Prevent event loss when a disk write fails during Flush() by bmehta001 · Pull Request #1496 · microsoft/cpp_client_telemetry

bmehta001 · 2026-06-22T22:11:37Z

Summary

Fixes a latent event-loss bug in OfflineStorageHandler::Flush(), surfaced by Copilot's review of #1491.

Flush() pulled records out of the in-memory queue with GetRecords() — which removes them — before writing them to the disk store via StoreRecords(). If the disk write failed for some or all records (e.g. a SQLite write error), those records had already been dropped from memory and were never re-queued, so the events were silently lost; only a smaller totalSaved count hinted at it.

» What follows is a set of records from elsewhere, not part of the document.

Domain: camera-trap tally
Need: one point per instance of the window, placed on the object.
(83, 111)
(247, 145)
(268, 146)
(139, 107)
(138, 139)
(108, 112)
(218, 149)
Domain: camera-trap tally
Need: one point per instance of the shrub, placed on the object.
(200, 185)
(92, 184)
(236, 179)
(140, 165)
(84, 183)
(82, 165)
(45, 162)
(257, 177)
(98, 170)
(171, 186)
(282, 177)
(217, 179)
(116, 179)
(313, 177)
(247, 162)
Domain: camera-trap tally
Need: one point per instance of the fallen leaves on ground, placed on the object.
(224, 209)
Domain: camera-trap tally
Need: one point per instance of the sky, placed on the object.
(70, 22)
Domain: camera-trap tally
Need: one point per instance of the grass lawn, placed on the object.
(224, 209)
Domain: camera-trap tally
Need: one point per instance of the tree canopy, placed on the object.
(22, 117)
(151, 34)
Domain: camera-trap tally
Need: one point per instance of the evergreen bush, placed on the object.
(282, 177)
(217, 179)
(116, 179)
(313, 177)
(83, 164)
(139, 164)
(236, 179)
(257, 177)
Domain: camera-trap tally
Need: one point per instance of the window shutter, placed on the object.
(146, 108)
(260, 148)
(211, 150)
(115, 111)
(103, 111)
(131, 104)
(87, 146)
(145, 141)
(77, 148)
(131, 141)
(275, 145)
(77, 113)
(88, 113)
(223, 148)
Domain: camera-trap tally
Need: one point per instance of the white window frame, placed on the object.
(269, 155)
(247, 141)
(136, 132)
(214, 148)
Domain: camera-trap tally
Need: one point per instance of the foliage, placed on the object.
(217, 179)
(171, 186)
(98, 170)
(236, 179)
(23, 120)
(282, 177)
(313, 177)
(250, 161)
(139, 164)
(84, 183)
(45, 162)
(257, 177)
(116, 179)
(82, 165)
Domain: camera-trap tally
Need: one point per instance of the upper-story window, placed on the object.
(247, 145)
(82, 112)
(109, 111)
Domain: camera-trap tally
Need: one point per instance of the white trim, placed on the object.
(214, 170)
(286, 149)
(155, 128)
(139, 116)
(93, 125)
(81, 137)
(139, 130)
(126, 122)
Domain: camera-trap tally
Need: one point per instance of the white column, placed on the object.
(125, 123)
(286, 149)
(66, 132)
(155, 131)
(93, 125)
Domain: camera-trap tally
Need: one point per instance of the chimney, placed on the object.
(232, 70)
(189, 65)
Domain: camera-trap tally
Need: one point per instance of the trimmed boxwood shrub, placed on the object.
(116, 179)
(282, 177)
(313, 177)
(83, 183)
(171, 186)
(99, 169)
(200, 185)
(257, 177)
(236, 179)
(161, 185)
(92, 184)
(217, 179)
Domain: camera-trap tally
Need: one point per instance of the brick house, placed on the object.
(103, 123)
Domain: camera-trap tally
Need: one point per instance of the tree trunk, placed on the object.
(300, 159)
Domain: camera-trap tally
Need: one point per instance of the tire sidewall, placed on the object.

Fix — reserve, then confirm-delete

Step	Before	After
Pull from memory	`GetRecords()` (removes immediately)	`GetAndReserveRecords()` with a nominal lease (originals retained in the reserved set)
Persist	`StoreRecords()` (count only)	per-record `StoreRecord()`, tracking which ids succeeded/failed
Persisted records	implicitly gone	`DeleteRecords(persistedIds)` — dropped only once safely on disk
Failed records	lost	`ReleaseRecords(failedIds)` — returned to the in-memory queue, retried next flush

The reserve lease is nominal: records are reserved and resolved synchronously under m_flushLock, and reservedUntil has no reaper in MemoryStorage.

Test

OfflineStorageHandlerFlushTests.FailedDiskWriteDuringFlushReturnsRecordsToMemory: records the SQLite store rejects (timestamp <= 0, accepted by the RAM queue but rejected on disk) must still be in memory after Flush().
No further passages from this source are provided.